– Они бросили его за борт, – сказала она, возвратившись на камбуз к Мэттью Такеру.

 – Грубые люди. Такими их сделало море... Оно меняет людей, знаешь ли, мальчик, – отозвался он, скрипнув суставами ноги. – Не суди слишком строго. У каждого их этих бродяг своя собственная история. Чаще всего непростая... – Он подкинул полено в огонь. – Простое вообще редко случается: вся наша жизнь сплошная головоломка.

И так он это сказал, что Кэтрин с интересом глянула на старика:

 – А у тебя какая история, Мэттью Такер? – спросила она. – Как давно ты на «Конвенте»?

Тот задумался на мгновение, явно подсчитывая в уме.

 – Лет эдак семь или восемь, уже и не вспомнить. Здесь, в море, время как будто стирается, движется по-другому...

 – И все это время ты провел в этом камбузе?! – ужаснулась его собеседница.

Старик хмыкнул.

 – Есть места и похуже: Ньюгейт, к примеру, вот где клоака, мой мальчик, вот где истинный ад.

 – Ты был в Ньюгейте? За что?

 – За воровство. Стянул пару центов у богатого прощелыги в Сити...

 – Расскажи, – попросила Кэтрин с явной заинтересованностью, но старик поджал губы.

 – Работай иди, – велел он, – нечего прохлаждаться.

И девушка, как бы сильно ей не хотелось послушать историю «чертова кока», поплелась надраивать стол и кастрюли, а старик снова погрузился в свою привычную полудрему, перемежавшуюся тихими стонами и скрипом его с трудом гнущихся ног.

 

 

5. 5 глава.

За ужином капитану прислуживал один из парней, похищенных из Ламберхёрста вместе с Кэтрин. Он был крепким и жилистым, но неповоротливым, как телега, которую загрузили мешками с картошкой и отправили в город на рынок: он сгибался, протискиваясь в камбуз за кипятком для капитанского чая, а после дважды проливал его, сбитый с ног захлестывающими палубу волнами, и Такер ворчал, называя его остолопом и переростком.

Сама Кэтрин руками, не привыкшими к грубой работе, надраивала посуду и под вялым руководством полусонного кока готовила нехитрые блюда, а однажды, потеряв равновесие во время качки и привалившись к плите, сильно обожгла себе локоть. Грязь въедалась в некогда белую кожу, ногти пообломались... Тем вечером она с грустью смотрела на них, невольно вздыхая по своей простой жизни в стенах пансиона, когда Мэттью Такер, все так же дремавший у очага, ни произнес:

 – Я тоже вздыхал поначалу: все не мог свыкнуться с вечными качкой и грубостью окружавших меня людей, но знаешь, мальчик, человек ко всему привыкает. – Он кивнул в такт своим мыслям. – Привыкает и приспосабливается.

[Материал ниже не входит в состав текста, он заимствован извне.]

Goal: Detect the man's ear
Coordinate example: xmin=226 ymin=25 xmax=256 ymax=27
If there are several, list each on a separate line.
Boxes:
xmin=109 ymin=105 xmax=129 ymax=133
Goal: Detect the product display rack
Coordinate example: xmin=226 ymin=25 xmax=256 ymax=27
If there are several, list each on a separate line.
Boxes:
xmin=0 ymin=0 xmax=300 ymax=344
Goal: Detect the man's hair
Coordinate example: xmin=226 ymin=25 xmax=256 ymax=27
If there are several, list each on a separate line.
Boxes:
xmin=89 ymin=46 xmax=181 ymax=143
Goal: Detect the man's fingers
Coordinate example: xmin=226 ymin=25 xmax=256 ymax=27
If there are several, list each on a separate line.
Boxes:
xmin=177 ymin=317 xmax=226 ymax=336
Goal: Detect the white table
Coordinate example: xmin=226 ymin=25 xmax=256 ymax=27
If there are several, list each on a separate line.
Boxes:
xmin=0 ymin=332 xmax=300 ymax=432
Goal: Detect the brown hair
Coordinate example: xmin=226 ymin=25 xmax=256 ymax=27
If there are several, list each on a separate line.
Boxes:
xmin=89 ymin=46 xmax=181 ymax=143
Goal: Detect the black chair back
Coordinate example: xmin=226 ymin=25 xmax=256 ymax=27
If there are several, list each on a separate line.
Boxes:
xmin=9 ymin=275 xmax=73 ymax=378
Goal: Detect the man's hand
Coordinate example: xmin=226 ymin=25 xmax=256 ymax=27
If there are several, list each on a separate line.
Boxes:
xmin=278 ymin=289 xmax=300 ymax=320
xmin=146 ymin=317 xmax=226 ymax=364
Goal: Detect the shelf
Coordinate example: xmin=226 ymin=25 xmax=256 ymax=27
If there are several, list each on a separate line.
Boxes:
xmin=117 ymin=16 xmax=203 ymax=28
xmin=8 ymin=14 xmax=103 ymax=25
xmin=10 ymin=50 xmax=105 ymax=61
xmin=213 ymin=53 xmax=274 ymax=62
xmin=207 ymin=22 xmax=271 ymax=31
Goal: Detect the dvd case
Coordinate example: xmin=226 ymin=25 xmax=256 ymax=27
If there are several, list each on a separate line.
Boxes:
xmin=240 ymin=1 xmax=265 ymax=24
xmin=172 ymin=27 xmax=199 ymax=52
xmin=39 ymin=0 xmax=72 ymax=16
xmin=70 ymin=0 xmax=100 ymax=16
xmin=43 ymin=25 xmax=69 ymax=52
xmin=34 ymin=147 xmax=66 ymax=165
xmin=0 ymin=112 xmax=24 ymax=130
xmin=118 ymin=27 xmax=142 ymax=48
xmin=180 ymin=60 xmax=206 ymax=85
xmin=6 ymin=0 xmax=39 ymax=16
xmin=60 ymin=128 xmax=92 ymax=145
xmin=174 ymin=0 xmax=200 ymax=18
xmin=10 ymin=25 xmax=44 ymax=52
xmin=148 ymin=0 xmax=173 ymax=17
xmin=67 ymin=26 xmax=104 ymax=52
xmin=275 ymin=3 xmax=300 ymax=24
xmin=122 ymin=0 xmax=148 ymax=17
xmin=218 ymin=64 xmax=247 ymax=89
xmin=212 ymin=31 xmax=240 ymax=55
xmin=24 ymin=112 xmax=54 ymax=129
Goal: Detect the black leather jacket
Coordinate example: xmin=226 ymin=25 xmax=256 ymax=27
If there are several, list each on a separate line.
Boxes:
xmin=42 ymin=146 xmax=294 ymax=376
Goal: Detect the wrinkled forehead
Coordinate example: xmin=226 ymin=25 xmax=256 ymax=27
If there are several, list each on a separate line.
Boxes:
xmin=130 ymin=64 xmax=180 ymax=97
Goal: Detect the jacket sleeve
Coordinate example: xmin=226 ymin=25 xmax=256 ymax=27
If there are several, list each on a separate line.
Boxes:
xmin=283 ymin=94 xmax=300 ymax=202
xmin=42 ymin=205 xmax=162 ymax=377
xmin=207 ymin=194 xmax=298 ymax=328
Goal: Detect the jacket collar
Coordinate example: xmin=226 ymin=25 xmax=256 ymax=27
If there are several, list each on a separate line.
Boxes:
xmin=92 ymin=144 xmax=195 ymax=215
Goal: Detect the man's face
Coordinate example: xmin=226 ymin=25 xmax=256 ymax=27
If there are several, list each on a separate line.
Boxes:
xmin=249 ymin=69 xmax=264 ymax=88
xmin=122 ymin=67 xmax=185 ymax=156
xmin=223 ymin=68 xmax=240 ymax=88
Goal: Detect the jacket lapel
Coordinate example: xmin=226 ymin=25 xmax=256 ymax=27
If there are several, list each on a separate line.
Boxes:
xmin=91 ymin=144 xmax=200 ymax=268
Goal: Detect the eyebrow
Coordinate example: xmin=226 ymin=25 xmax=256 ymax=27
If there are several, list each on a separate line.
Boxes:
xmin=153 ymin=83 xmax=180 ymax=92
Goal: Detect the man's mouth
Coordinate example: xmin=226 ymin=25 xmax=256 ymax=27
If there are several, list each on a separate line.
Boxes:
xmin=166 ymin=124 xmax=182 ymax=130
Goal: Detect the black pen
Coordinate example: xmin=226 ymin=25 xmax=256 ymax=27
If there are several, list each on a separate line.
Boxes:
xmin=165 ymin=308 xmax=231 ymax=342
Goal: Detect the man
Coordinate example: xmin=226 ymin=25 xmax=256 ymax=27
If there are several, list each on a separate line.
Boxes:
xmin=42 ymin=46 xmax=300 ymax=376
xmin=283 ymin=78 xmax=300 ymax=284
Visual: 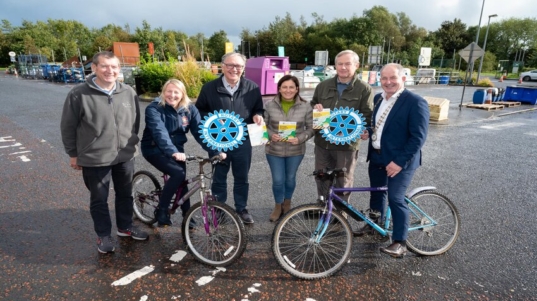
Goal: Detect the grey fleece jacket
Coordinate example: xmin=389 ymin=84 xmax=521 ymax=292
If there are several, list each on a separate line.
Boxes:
xmin=264 ymin=95 xmax=313 ymax=157
xmin=60 ymin=76 xmax=140 ymax=167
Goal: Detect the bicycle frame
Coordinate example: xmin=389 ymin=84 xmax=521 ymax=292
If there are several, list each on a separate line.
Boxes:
xmin=313 ymin=186 xmax=438 ymax=242
xmin=162 ymin=156 xmax=211 ymax=213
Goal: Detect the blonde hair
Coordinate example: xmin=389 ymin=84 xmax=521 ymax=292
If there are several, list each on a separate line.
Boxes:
xmin=159 ymin=78 xmax=192 ymax=111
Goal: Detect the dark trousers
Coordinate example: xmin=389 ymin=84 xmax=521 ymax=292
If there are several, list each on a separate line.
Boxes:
xmin=144 ymin=155 xmax=190 ymax=215
xmin=211 ymin=141 xmax=252 ymax=212
xmin=82 ymin=159 xmax=134 ymax=237
xmin=369 ymin=153 xmax=416 ymax=241
xmin=314 ymin=145 xmax=358 ymax=201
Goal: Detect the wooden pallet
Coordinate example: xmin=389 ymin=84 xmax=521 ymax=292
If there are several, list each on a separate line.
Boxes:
xmin=462 ymin=103 xmax=504 ymax=111
xmin=493 ymin=101 xmax=522 ymax=108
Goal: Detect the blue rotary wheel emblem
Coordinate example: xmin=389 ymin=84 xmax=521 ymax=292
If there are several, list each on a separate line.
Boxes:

 – А если я не хочу приспосабливаться?

 – Тогда выход один – сигануть за борт и дело с концом. Но, скажу тебе честно, как бы сильно тебе этого ни хотелось, решиться на этот прыжок очень непросто... Да и к чему? Ты еще молод, пацан, а жизнь на «Конвенте» не так уж плоха...

Кэтрин головой покачала.

 – Скажите об этом несчастному Ренсому, кок. Его прыжок уже совершился... и не по собственной воле, скажу я вам.

В этот момент старик улыбнулся, и улыбка его была грустной, полной тайного сожаления и тоски. Она скользнула по каждой морщинке, подобно граммофонной игле, и голос Такера зазвучал, словно старая запись...

 – Многое в жизни происходит не по нашей собственной воле, малец. Ты еще слишком юн, чтобы это понять, но судьба нас не спрашивает... Так было со мной.

 – Когда вы попали в Ньюгейт?

 – Нет, много раньше. Все началось много раньше... Я тогда служил в доме одного богача, лорда Таггерта, был лакеем в ливрее с золоченными галунами да при белых перчатках. Можешь представить, меня да в белых перчатках? – хмыкнул старик, развеселившись по-настоящему. Даже хлопнул себя по коленкам своими иссохшимися, с огрубевшей кожей руками.